② POPs条約の有効性評価の進捗状況について
第8回POPs条約締約国会議(平成29年4-5月)へ、本プロジェクトで実施したモニタリング結果を盛り込んだ第2回グローバルモニタリング報告書が提出され、有効性評価の結論及び勧告が合意されたこと、及び今後の有効性評価を支援する次期グローバルモニタリング計画の動向などについて情報共有がなされました。
③ インフォメーションウエアハウスプロジェクトについて
POPsモニタリングデータを集約し活用するために構築しているインフォメーションウエアハウスプロジェクトの現状などについて、バーゼル・ロッテルダム・ストックホルム条約事務局及び韓国からそれぞれ情報共有がなされ、今後のあり方などについて意見交換がなされました。
④ 東アジアPOPsモニタリングの結果と今後のモニタリング計画について
特定の汚染源の影響を受けない地点として指定された重点調査地域(辺戸岬(沖縄県)及び済州島(韓国))並びにカンボジア及びマレーシアにおけるモニタリング結果が報告され、POPs条約の第3回有効性評価に提供するデータとして承認されました。
平成30年度以降の当面の東アジアPOPsモニタリング計画については、日本がサンプリングと分析を支援する協力モニタリングについて、フィリピン、インドネシア及びモンゴルで実施するための調整を進めることとなりました。また、重点調査地域でのモニタリングについては、引き続き日本(辺戸岬)及び韓国(済州島)において行うことが了承されました。
⑤ 将来的な東アジアPOPsモニタリングプロジェクトの枠組について
東アジア地域でのPOPsモニタリングを持続可能な形で継続させていくために、日本及び韓国に続く中核的な役割を担う研究機関をいくつか定め、独立して試料採取から分析まで実施できる体制を整えていくことや、そのための支援について議論が行われました。将来的には、日本及び韓国と並んで、新たに中核となる研究機関がその他のメンバー国への技術支援を行うことで、東アジア地域全体のPOPsモニタリング能力が効率的に向上していくことが期待されます。

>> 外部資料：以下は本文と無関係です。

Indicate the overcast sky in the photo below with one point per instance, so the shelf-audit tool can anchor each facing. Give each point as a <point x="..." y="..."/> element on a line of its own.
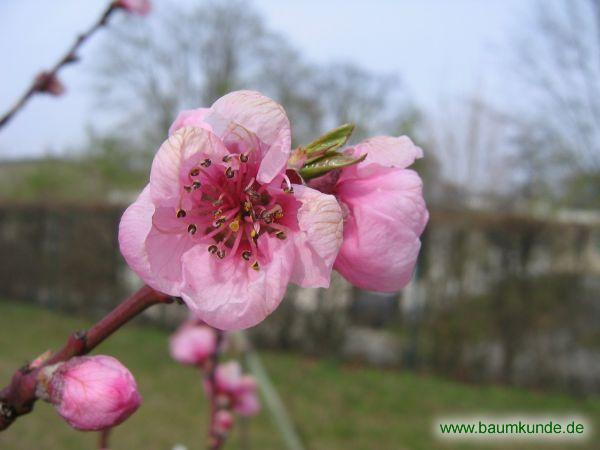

なお、議長総括及びその和訳については、近日中に環境省ウェブサイトに掲載する予定です。
- 連絡先
- 環境省大臣官房環境保健部環境安全課
直 通 03-5521-8261
代 表 03-3581-3351
課 長 瀧口 博明(内線6350)
専門官 藤井 哲朗(内線6361)
係 長 松本 純一(内線6355)
担 当 尾﨑 実織(内線6355)
関連情報
過去の報道発表資料
- 平成30年1月15日
- 第12回東アジアPOPsモニタリングワークショップの開催について
- 平成28年2月2日
- 第11回東アジアPOPsモニタリングワークショップの結果について(お知らせ)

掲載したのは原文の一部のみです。